After that I attempted to run ~24 front and 25-27 rear, but still got flats while bashing rocks and small drops/jumps, so have opted for 25 front Maxxis Aspen 2.40WT EXO and ~30psi rear Ardent Race 2.4WT EXO.
I’m interested to see how low I can go without issue with the rear Aggressor 2.30 w/ DD casing and Bontrager SE4 2.40". Presumably 2-3 psi lower than with EXO casings on my prior tires… right?
My wife runs 13-14psi in the front and likes 15-16 in the rear for anything remotely technical and loves it. For faster stuff with more risk of high-speed impacts she’ll run 16 & 18-ish, Ikon/Rekon Race, 2.35/2.25 EXO casings. Only flat she’s ever had was when she hit a cactus.
The double down casing will give you a larger margin for error against flats.
Touch wood but I haven’t had a flat in at least four years, and the last one I had was due to a leaky valve core that had started to unscrew itself.
Line choice and body position to keep yourself light plays a big part. I am currently 90kg skidding around on Maxxis Ikons on my Rocky Mountain Element 21psi up front and 23psi in the rear and riding it just as hard and aggressively as if I was on my Strive with Michelin Wild Enduros. Prior to running the Ikons I was running Vittoria Mezcal and Barzo, again with no flats (just changed tyres as I got a second set of wheels and couldn’t purchase any tanwall Vittoria’s otherwise I’d have fitted them).
I also have a Mondraker XC bike that I run with Michelin Jet XC tyres which are the thinnest tyres I’ve run in the past five years. Once again, no flats, even though I’ve read reviews from average Joe’s on online sites saying that they’ve destroyed the Jets in half an hour.

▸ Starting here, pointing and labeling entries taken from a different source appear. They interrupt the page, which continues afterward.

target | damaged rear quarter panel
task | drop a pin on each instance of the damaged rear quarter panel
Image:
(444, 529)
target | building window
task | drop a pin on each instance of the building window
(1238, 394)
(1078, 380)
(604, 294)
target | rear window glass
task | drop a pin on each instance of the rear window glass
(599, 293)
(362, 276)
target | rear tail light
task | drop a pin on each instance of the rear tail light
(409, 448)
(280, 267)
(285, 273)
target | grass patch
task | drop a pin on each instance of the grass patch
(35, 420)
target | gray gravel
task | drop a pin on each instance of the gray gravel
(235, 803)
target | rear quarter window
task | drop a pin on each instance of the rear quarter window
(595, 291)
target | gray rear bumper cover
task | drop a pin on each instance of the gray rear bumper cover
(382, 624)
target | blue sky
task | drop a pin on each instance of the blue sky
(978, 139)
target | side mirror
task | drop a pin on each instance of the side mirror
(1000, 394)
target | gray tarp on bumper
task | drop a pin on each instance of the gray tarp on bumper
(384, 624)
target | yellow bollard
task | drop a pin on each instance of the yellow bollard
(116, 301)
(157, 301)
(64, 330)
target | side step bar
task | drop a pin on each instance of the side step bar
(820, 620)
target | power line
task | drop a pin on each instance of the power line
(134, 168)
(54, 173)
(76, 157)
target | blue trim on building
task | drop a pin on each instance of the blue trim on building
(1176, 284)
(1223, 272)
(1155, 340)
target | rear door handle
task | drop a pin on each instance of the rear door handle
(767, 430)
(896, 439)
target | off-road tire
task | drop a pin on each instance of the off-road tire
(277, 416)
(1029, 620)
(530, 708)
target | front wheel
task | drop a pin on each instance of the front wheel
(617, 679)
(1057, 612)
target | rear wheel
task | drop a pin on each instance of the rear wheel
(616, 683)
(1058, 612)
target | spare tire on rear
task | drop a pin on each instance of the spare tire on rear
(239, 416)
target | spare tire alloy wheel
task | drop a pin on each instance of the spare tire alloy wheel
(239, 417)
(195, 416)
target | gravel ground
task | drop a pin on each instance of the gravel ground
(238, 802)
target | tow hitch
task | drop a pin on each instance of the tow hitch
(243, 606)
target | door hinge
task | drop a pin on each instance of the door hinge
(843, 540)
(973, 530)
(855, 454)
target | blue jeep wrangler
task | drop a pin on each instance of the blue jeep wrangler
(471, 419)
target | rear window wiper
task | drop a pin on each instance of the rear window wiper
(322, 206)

So don’t overlook that the bash and hope vs pick a line and ride it approaches will result in differing results.
Your wife’s pressures relate very closely to women’s World Cup XC rider pressures, by the way. They seem to run from 1 to 1.4 bar…1 bar being equal to 14.5psi.
This is the exact combo I run on my xc bike for trail riding. I got tired of destroying xc tires on my local rocky trails. In a way I think the xc tires were more fun, but these tires allow me to corner so much harder and I don’t have to worry as much about punctures.